Volume 13, Number 4, April 2022, pages 163-167


Unusual Finding of Type 1 and Type 2 Spontaneous Coronary Artery Dissection in a Multiparous Female: A Case Report

Aditya Patela, c, Jenna DaCostaa, Ruhma Alia, c, Paul Bellafiorea, Muhammad Nadeemb, Addi Suleimanb

aDepartment of Internal Medicine, Saint Michael’s Medical Center, Newark, NJ, USA
bDepartment of Cardiology, Saint Michael’s Medical Center, Newark, NJ, USA
cCorresponding Author: Aditya Patel and Ruhma Ali, Department of Internal Medicine, Saint Michael’s Medical Center, Newark, NJ 07102, USAand

Manuscript submitted February 2, 2022, accepted March 3, 2022, published online March 25, 2022
Short title: Types 1 and 2 SCAD in a Multiparous Female
doi: https://doi.org/10.14740/jmc3909

Abstract▴Top 

Spontaneous coronary artery dissection (SCAD) is an uncommon disease which can lead to acute coronary syndrome especially in young females.

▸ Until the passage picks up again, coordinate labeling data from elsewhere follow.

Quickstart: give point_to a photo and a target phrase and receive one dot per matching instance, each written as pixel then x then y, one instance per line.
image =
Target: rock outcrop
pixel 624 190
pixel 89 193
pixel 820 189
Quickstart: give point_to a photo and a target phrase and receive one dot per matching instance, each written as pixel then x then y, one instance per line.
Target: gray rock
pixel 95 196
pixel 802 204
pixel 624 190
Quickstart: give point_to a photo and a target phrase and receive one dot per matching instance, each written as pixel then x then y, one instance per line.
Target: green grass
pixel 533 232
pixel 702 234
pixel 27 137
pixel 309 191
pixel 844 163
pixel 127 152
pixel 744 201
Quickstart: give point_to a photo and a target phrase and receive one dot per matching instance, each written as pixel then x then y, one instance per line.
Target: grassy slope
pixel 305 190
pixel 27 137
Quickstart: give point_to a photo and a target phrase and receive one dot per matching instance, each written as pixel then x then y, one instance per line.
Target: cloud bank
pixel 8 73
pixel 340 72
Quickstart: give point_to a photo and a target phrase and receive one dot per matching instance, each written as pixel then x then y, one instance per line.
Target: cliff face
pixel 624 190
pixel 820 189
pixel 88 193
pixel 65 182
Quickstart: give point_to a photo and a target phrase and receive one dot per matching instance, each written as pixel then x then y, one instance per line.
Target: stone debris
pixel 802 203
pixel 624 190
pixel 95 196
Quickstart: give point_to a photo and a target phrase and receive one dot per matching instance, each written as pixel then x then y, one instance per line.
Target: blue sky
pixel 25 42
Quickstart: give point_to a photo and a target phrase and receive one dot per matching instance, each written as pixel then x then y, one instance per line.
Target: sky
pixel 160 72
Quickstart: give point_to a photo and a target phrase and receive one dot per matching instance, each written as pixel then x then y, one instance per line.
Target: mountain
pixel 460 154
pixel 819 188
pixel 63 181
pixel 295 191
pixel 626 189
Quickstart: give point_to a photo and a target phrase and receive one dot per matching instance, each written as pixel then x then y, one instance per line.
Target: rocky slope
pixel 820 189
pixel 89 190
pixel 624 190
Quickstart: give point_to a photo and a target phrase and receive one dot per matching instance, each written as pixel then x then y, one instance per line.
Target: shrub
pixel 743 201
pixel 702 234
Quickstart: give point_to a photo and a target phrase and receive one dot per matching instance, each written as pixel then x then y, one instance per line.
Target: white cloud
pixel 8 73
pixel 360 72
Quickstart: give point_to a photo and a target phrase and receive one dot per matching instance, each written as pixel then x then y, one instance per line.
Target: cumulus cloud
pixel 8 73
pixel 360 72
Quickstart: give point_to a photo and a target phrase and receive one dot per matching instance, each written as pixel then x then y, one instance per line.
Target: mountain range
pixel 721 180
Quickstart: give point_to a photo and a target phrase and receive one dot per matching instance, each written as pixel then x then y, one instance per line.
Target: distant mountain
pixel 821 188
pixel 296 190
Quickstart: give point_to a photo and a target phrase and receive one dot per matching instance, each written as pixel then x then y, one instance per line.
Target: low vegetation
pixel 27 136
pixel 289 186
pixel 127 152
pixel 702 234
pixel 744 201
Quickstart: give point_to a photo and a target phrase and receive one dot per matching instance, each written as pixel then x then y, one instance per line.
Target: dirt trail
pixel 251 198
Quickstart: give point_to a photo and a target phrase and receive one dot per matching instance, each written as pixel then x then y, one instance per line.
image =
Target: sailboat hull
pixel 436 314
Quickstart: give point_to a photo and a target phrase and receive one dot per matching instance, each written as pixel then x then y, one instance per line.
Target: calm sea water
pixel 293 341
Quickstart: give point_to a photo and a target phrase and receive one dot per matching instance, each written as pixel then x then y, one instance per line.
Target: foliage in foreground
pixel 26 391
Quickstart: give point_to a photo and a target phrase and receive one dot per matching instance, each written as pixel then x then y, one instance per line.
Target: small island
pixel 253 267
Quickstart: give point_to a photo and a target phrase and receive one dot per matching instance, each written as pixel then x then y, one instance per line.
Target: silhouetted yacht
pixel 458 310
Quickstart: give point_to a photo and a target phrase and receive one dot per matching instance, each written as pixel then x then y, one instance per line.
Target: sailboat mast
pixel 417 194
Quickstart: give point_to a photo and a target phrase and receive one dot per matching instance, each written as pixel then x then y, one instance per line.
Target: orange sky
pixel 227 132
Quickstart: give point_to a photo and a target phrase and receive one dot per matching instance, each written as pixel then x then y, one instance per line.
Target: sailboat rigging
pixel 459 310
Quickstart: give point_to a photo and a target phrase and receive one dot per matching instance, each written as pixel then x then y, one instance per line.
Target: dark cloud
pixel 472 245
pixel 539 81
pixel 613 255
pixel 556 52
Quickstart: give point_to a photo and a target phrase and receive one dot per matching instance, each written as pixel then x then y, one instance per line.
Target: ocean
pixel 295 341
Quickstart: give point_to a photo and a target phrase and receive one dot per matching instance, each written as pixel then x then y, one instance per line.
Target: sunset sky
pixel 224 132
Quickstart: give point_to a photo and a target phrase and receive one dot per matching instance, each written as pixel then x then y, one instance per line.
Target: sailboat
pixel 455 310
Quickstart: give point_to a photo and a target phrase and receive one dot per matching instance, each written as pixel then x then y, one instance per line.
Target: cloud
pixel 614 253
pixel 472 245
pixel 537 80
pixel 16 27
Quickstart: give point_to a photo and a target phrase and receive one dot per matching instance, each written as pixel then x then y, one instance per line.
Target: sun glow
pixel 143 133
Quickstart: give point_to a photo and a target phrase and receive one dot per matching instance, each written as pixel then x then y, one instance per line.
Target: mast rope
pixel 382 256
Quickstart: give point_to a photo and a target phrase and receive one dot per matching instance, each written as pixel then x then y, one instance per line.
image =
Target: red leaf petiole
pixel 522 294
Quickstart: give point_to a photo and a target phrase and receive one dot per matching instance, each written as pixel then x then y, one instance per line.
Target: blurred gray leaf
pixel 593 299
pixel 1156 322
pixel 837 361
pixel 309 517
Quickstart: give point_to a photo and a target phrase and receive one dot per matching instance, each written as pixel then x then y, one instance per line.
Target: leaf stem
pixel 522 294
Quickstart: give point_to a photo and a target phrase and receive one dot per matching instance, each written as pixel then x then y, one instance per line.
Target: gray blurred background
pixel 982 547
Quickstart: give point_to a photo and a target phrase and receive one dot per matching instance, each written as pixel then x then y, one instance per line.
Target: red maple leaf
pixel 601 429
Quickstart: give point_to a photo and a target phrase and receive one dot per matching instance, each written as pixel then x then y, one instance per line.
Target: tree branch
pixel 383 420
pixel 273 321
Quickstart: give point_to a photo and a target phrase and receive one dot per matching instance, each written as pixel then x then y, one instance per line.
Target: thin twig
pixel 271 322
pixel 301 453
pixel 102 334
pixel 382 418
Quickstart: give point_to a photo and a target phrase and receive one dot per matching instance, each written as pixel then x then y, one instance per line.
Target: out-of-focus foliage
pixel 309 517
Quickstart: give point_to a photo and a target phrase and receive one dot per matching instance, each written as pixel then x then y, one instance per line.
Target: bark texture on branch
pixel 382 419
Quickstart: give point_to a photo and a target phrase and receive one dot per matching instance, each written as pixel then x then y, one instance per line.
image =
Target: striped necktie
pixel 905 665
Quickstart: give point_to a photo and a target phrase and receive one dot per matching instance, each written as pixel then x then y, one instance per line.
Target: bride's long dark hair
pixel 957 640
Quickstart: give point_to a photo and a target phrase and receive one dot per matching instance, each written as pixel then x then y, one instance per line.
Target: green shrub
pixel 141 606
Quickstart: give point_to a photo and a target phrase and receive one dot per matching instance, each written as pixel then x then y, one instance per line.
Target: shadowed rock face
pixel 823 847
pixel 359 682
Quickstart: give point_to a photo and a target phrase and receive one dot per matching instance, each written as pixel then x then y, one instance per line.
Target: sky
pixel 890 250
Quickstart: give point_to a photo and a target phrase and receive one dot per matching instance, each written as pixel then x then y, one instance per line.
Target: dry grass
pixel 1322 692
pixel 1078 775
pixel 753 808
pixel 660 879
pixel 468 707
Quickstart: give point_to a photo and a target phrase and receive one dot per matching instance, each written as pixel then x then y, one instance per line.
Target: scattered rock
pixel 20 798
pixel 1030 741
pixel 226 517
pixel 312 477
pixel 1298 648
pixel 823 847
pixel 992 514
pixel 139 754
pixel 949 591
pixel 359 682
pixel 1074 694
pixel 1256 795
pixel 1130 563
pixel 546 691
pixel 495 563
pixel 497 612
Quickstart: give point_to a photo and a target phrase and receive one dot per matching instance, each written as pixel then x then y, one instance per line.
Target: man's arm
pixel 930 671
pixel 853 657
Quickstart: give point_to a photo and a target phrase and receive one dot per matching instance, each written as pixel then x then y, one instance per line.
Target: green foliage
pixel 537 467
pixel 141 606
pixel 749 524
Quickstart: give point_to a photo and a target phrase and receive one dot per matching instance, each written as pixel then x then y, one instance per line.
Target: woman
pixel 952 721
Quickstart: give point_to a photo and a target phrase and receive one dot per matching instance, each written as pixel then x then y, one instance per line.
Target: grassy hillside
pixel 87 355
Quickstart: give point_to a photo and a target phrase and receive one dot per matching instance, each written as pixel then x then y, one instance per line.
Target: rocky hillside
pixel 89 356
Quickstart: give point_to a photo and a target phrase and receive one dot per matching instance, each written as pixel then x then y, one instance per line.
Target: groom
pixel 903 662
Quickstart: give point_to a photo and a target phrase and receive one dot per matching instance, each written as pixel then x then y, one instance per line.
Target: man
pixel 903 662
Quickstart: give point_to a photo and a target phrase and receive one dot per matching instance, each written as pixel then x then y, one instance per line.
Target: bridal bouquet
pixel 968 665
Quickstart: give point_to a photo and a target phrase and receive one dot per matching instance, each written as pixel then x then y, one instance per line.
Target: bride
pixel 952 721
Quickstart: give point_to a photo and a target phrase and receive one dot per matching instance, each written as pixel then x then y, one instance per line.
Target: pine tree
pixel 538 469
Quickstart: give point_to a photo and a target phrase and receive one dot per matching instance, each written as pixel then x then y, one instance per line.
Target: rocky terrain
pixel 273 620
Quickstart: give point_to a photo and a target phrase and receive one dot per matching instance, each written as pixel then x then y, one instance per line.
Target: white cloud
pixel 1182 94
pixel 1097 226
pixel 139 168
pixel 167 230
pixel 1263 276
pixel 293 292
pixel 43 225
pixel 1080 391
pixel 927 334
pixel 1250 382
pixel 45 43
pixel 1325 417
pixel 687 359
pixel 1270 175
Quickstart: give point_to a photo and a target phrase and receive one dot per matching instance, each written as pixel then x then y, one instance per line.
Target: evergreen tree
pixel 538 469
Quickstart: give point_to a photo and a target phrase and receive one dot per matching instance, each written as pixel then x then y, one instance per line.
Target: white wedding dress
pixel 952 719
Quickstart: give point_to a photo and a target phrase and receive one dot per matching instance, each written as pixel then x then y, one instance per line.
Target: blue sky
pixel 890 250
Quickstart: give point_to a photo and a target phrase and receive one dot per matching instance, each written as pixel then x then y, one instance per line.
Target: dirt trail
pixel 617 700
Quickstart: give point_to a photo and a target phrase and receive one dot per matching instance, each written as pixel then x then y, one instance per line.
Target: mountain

The risk factors associated with SCAD include connective tissue disorder, atherosclerosis, hormonal disturbances, history of physical and emotional stressors. Based on angiographic assessment SCAD is divided into three types. We present a unique case of multiparous female with concomitant type 1 and type 2 angiographic features of SCAD. The patient was started on medical therapy with close follow-up. This case highlights the importance of physician awareness about the occurrence of this rare cardiac condition in a young female without any significant risk factors.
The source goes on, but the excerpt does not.